Una vez llegaron los guardias, esa mujer, más bien esa chica, se levantó y dejó de golpear su magullada cara. Le ataron de pies y manos a la pata de una mesa y le dejaron allí, esperando a que el tal “Lord Goldman” llegase, pues ese era el maldito día en que iba a hacer una visita a sus acogidos.

Le sirvieron una infusión de yerbas a Karster para que se tranquilizara y esperaron; mientras, el impredecible tiempo de Westport había cambiado a lluvia torrencial. Adam miraba las gotas de agua competir en los cristales de la ventana mientras saboreaba la sangre de su boca. Le dolía toda la mandíbula y apostaba a que tenía un ojo morado.

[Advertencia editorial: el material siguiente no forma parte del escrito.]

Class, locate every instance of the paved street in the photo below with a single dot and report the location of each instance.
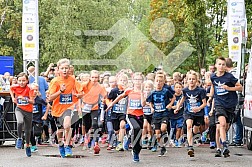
(10, 157)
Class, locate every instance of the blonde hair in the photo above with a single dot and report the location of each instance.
(191, 72)
(150, 83)
(63, 61)
(160, 74)
(138, 74)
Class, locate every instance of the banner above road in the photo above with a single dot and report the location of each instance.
(30, 30)
(236, 27)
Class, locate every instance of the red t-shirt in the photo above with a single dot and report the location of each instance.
(24, 92)
(134, 103)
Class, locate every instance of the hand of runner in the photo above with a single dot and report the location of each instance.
(62, 87)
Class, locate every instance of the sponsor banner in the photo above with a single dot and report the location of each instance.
(236, 31)
(30, 30)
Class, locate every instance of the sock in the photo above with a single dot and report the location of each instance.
(224, 144)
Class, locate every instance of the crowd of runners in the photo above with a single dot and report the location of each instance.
(126, 110)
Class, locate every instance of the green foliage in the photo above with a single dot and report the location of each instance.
(62, 25)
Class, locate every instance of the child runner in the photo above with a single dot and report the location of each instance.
(119, 109)
(195, 98)
(224, 87)
(176, 118)
(93, 92)
(160, 100)
(61, 93)
(37, 115)
(23, 96)
(148, 87)
(135, 113)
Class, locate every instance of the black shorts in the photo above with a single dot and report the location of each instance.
(158, 121)
(228, 113)
(148, 118)
(197, 120)
(90, 120)
(116, 122)
(60, 120)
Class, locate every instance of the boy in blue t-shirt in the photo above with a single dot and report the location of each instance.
(224, 87)
(37, 117)
(160, 99)
(195, 98)
(176, 118)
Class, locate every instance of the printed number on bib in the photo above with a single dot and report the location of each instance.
(66, 99)
(135, 104)
(22, 102)
(159, 107)
(35, 109)
(87, 108)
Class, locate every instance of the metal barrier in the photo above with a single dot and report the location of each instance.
(8, 127)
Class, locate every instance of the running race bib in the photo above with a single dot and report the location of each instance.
(120, 108)
(190, 106)
(135, 104)
(87, 108)
(66, 99)
(220, 91)
(22, 102)
(35, 109)
(159, 107)
(147, 110)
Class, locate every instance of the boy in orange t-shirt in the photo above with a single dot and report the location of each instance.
(135, 113)
(93, 92)
(23, 97)
(62, 92)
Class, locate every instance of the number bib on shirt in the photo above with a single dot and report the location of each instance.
(66, 99)
(220, 91)
(135, 104)
(120, 108)
(22, 102)
(87, 108)
(159, 107)
(190, 106)
(147, 110)
(35, 109)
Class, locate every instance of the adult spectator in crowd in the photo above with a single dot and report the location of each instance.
(43, 85)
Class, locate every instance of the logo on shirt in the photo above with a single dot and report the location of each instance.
(219, 89)
(193, 103)
(161, 98)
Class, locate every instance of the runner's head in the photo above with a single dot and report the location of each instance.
(220, 64)
(192, 79)
(159, 80)
(137, 79)
(148, 86)
(178, 86)
(63, 67)
(94, 76)
(112, 81)
(35, 88)
(123, 80)
(22, 79)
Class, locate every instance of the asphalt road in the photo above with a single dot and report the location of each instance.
(176, 157)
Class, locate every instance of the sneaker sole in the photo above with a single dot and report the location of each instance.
(190, 153)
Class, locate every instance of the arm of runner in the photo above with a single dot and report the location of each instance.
(211, 94)
(212, 109)
(237, 87)
(56, 94)
(116, 100)
(179, 104)
(14, 100)
(169, 106)
(47, 111)
(198, 109)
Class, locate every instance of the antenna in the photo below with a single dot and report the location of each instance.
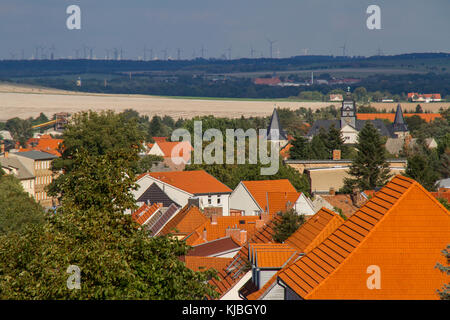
(343, 49)
(271, 42)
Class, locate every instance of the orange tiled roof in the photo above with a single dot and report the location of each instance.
(204, 263)
(234, 271)
(314, 230)
(260, 189)
(342, 201)
(281, 201)
(401, 230)
(194, 182)
(167, 148)
(186, 221)
(218, 230)
(308, 236)
(428, 117)
(144, 213)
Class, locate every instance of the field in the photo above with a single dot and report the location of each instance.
(27, 101)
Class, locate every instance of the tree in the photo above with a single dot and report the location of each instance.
(17, 208)
(369, 169)
(117, 259)
(444, 293)
(288, 223)
(419, 169)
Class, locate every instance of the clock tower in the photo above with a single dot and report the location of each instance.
(348, 111)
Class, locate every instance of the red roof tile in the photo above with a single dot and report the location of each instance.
(402, 230)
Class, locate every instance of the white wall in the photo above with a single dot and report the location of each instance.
(240, 199)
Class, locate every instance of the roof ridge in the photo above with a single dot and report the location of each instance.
(371, 231)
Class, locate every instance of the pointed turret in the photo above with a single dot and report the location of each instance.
(399, 124)
(275, 132)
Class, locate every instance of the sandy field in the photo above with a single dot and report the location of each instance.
(27, 101)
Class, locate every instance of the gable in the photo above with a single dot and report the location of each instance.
(401, 230)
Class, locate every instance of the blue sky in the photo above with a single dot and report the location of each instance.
(320, 26)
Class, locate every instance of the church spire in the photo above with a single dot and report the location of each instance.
(399, 124)
(275, 131)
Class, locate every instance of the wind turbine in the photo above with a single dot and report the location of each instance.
(271, 42)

La chica que le había causado eso le miraba fijamente desde uno de los divanes carmesí. Tenía una cara maquillada de blanco según mandaba la moda, pero con unas mejillas resaltadas con un polvo rosado. Sus ojos azules, que podían ser inspiración para un poema, se le antojaban duros y fríos como las aguas del ártico, y su cara terminaba en un fino mentón. Su cuerpo parecía ser ligero, y sus brazos eran delgados, pero no débiles, como había sentido Adam.

La puerta se abrió. William Goldman cerró dando un portazo; parecía nervioso. Se quitó el sombrero de copa alta para saludar según el protocolo, pero rápidamente lo rompió. Dejó la prenda sobre una mesa y preguntó qué había ocurrido, sin ningún lirismo en su voz.